Effects of G6PD overexpression in NIH3T3 cells treated with tert-butyl hydroperoxide or paraquat.

The major physiological role of glucose-6-phosphate dehydrogenase (G6PD) is to provide NADPH, which is required for reductive biosynthesis and for detoxification of free radicals and peroxides in mature red blood cells. To study the function of G6PD in non-erythroid cells, we examined the sensitivity of NIH3T3 cells transfected with a plasmid containing human G6PD cDNA to tert-butyl hydroperoxide (TBH) and paraquat.
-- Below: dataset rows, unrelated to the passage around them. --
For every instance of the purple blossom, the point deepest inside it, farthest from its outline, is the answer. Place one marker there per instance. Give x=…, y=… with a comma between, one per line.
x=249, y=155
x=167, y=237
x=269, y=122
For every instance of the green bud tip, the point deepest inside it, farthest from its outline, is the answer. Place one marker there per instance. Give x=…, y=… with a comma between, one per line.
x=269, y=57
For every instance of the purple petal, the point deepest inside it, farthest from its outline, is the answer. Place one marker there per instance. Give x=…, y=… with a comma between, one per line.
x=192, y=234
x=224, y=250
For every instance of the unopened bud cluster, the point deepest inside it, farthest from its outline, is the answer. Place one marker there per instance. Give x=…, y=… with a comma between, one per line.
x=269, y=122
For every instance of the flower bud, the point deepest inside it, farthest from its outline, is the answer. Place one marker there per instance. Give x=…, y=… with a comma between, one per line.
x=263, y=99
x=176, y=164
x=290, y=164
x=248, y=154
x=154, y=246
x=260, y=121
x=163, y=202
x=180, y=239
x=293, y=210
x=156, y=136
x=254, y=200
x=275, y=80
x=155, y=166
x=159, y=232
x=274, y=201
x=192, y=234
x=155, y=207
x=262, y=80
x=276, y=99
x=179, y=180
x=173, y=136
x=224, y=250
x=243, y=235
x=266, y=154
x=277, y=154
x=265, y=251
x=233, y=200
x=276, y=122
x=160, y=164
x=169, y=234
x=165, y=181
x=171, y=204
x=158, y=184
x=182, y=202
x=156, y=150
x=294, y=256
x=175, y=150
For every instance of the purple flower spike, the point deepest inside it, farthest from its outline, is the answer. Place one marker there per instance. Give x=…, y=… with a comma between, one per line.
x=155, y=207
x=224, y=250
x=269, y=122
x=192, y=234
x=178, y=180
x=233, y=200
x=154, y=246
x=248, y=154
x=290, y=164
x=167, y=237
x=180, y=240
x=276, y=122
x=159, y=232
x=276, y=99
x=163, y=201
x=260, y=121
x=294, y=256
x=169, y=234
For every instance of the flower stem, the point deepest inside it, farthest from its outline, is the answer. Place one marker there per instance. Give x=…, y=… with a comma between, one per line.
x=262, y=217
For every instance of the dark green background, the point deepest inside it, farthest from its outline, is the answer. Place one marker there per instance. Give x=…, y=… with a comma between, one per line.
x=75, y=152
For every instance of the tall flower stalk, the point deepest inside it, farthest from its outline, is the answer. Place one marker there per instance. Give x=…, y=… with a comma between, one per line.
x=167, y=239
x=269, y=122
Two transfected clones which had a sixteen-fold (H7 clone) and six-fold (H6 clone) increase in their intracellular G6PD activity were compared with control cells transfected with a vector alone. Cells with high-level expression of human G6PD were 2.3 (H6) to 3.7 (H7) times more resistant to TBH than control cells. The antioxidant (anti-TBH) abilities in H6 and H7 cells were revealed by (1) a significant increase in the intracellular level of NADPH and glutathione, (2) a reduction of fluorescent intensity of the oxidant-sensitive dye, 2',7'-dichlorofluorescin diacetate, and (3) a significant reduction in the production of oxidized adducts generated by lipid peroxidation. In contrast, cells overexpressing G6PD were very sensitive to paraquat, a superoxide-producing herbicide. The concentrations of paraquat required to produce a 50% decrease in cell viability of H7, H6 and control cells were 0.80 mM, 1.14 mM, and 2.19 mM, respectively. The cytotoxicity of paraquat correlated with the expression level of NADPH in the cells. In this study, overexpression of human G6PD in NIH3T3 cells had different effects on the toxicity of TBH vs. paraquat. Reduction of NADP+ to NADPH by G6PD protects cells from oxidative damage by TBH, but appears to enhance the toxicity of paraquat.